The thing is, it’s pretty easy to believe that an abandoned hillbilly town, abandoned theater, abandoned mental hospital, or whatever it is that’s abandoned that you, the haunt-goer, are about to enter into, is otherwise isolated from society and able to go unnoticed, to become nothing but a blip on the radar of the history books, never mentioned by anyone again. Scientific research facilities… don’t have that option. They have grants and funding to secure, they provide regular progress reports. And they document the hell out of everything because they’re scientists. Every single example we’ve seen – zombies made from mad cow disease, insane plants made in an attempt to produce super-farms and end world hunger, sketchy doctors doing experimental procedures, animal testing… all of it ends the same way. Dark, flickering corridors with dodgy lighting, cages that have been torn asunder from the inside, trails of blood, dark hand prints all over the walls, the floors, the ceiling… basically your average disaster area.

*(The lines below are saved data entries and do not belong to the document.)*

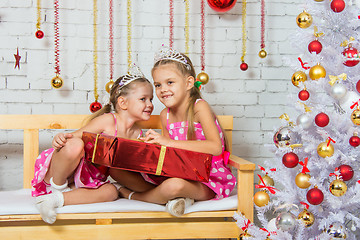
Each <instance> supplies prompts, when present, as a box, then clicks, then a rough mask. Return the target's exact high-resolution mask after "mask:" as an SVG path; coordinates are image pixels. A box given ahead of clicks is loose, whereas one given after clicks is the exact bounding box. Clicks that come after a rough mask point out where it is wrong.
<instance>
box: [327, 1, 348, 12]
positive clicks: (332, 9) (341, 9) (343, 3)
mask: <svg viewBox="0 0 360 240" xmlns="http://www.w3.org/2000/svg"><path fill="white" fill-rule="evenodd" d="M330 7H331V9H332V10H333V11H334V12H342V10H344V8H345V2H344V0H333V1H332V2H331V4H330Z"/></svg>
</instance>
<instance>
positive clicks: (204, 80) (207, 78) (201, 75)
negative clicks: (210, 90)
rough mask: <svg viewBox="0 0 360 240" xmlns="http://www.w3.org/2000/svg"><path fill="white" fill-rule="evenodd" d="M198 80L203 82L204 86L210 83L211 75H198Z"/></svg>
mask: <svg viewBox="0 0 360 240" xmlns="http://www.w3.org/2000/svg"><path fill="white" fill-rule="evenodd" d="M196 79H197V80H198V81H200V82H201V84H202V85H205V84H207V83H208V82H209V75H207V74H206V73H204V72H201V73H199V74H198V75H197V77H196Z"/></svg>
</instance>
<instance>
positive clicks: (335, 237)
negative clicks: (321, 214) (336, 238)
mask: <svg viewBox="0 0 360 240" xmlns="http://www.w3.org/2000/svg"><path fill="white" fill-rule="evenodd" d="M326 233H327V234H329V235H330V236H331V237H333V238H338V239H340V238H342V239H345V238H346V229H345V227H343V226H342V225H341V224H340V223H337V222H336V223H333V224H331V225H330V226H329V228H328V229H327V230H326Z"/></svg>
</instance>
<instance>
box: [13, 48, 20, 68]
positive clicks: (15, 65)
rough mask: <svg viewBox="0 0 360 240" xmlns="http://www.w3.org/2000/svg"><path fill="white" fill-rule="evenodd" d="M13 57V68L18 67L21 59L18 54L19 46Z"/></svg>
mask: <svg viewBox="0 0 360 240" xmlns="http://www.w3.org/2000/svg"><path fill="white" fill-rule="evenodd" d="M14 57H15V59H16V63H15V67H14V68H16V67H17V68H18V69H20V59H21V56H20V55H19V48H17V49H16V54H14Z"/></svg>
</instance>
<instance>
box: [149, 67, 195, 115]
mask: <svg viewBox="0 0 360 240" xmlns="http://www.w3.org/2000/svg"><path fill="white" fill-rule="evenodd" d="M152 77H153V79H154V86H155V92H156V96H157V97H158V98H159V100H160V102H162V103H163V104H164V105H165V106H166V107H168V108H171V107H178V106H180V105H181V104H182V103H184V104H186V102H187V101H186V100H187V98H188V97H189V94H188V93H189V91H188V90H190V89H191V87H192V86H193V85H194V82H193V80H192V79H193V78H192V77H185V76H183V75H182V73H181V72H180V71H179V70H178V69H177V68H176V66H175V65H174V64H165V65H161V66H158V67H157V68H156V69H155V70H154V71H153V74H152ZM191 82H192V85H191Z"/></svg>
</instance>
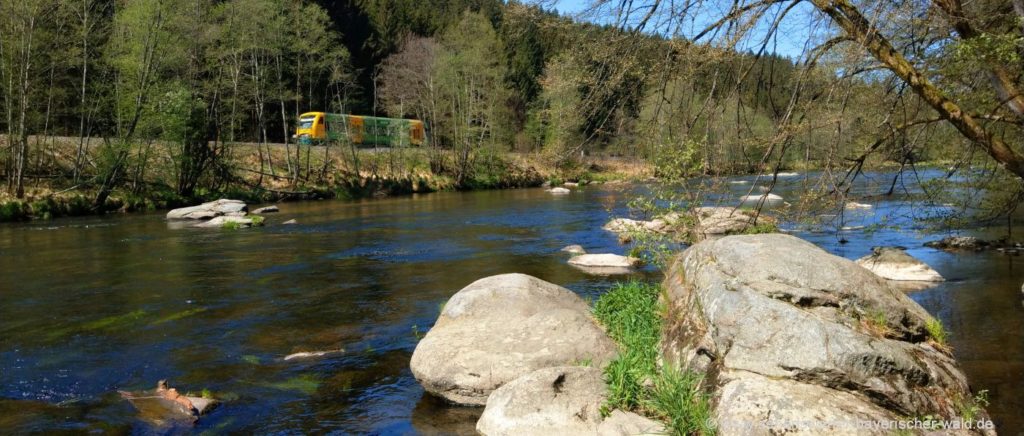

Scientists, especially researchers, seem to have a very poor track record when it comes to figuring out that this is a bad idea, because these labs with terrible working conditions continue to crop up, time and time again. That’s the real problem. The people in the world who are supposed to be really good at learning, drawing conclusions, and understanding trends can’t wrap their head around the idea that messing around with some freaky science stuff that nobody understands is not going to turn out just peachy keen. I mean, how does this all pan out? There has to come a point where everybody knows that this is going to turn out to be a terrible idea, but they have to do it anyway, whether because of arrogance or bullheadedness, groupthink or nepotism, financial obligations or government contracts, and they plow right ahead. At this point, what’s a lab assistant to do, other than shrug and scream, “Stand Back! I’m going to try science!